Seen this back as far as at least 2012 with my cruze. A few local stations the RDS info changes for the commercials and will include local phone numbers for the business or maybe the website. Changes with every commercial just like it does with every song.


----------



## brian v (Dec 25, 2011)

We big cities have that stuff and this sure did mess with the OP's head . 
1 can only speculate how much Goofie stuff we''ll get now that RDS will become more prevelant . And to the average undereducated dumbskill .


----------



## obermd (Mar 3, 2012)

spacedout said:


> Seen this back as far as at least 2012 with my cruze. A few local stations the RDS info changes for the commercials and will include local phone numbers for the business or maybe the website. Changes with every commercial just like it does with every song.


This I wouldn't mind since the RDS channel was originally designed to show what's playing. If they're talking, put that up. If a commercial, put that up. Better yet, give me a way to turn off the RDS display.


----------



## brian v (Dec 25, 2011)

XM has not sent out any promotional stuff other than that Neutered promotions about the DJ or special performances by certain talents ..

​XM ..


----------



## obermd (Mar 3, 2012)

brian v said:


> XM has not sent out any promotional stuff other that Neutered promotions about the DJ or special performances by certain talents ..
> 
> ​XM ..


.. costs money.


----------



## peligro911 (Apr 8, 2015)

obermd said:


> This I wouldn't mind since the RDS channel was originally designed to show what's playing. If they're talking, put that up. If a commercial, put that up. Better yet, give me a way to turn off the RDS display.
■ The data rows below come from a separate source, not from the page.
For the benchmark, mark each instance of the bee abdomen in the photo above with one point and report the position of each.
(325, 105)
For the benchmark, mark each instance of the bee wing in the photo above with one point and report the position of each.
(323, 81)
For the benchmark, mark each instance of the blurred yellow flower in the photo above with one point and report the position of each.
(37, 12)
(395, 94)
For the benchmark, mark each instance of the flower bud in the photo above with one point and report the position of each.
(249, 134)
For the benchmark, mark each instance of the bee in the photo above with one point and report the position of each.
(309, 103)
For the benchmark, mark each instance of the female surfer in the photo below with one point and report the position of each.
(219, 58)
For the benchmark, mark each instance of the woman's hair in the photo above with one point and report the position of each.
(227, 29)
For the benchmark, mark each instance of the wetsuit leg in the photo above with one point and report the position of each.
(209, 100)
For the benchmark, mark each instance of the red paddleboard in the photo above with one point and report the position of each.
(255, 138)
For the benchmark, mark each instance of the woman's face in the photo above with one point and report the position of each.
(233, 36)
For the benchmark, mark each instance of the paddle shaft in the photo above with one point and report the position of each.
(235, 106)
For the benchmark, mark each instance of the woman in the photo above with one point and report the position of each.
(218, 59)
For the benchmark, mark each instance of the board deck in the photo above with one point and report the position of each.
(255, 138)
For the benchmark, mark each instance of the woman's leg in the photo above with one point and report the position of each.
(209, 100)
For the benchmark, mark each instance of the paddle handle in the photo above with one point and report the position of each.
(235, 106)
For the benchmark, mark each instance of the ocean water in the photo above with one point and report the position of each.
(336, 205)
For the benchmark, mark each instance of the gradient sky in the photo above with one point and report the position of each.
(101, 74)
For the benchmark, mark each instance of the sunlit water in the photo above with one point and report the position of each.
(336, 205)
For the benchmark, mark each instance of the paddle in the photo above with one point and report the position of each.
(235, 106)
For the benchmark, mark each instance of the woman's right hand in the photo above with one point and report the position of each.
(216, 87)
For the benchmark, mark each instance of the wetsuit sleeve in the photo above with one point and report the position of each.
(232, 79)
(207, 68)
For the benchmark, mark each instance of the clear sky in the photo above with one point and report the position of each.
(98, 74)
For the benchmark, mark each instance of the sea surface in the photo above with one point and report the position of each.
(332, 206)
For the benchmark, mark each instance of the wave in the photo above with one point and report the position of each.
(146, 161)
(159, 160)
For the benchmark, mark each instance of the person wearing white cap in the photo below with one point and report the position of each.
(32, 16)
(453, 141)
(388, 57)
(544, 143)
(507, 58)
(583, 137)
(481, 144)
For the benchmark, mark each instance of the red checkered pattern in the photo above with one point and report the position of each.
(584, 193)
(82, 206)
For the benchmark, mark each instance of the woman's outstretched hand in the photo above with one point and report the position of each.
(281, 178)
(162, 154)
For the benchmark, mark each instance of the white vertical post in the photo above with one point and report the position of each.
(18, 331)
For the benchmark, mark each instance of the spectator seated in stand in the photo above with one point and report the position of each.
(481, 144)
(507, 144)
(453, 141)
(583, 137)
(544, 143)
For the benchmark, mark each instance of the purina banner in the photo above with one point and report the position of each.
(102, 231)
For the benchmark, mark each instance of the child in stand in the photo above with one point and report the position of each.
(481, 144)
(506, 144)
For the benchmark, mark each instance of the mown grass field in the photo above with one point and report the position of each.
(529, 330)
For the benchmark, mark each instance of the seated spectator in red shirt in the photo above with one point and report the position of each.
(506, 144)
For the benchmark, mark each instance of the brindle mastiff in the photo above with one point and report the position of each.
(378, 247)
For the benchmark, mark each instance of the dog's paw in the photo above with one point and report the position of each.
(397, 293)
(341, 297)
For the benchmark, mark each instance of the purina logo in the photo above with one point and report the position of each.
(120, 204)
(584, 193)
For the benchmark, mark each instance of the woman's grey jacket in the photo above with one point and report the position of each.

You can turn off rds in radio settings 


Sent from AutoGuide.com Free App


----------



## Jim Frye (Mar 16, 2011)

Yeah, you can turn RDS off on my car too. It will also let you search the RDS channels by category, or genre. I guess that's for when you are away from your normal listening area.


----------



## sharon114 (Apr 17, 2015)

The radio station is a sports talk show station - no songs, but they run ads as usual. No matter how it got there - it's kinda creepy.


----------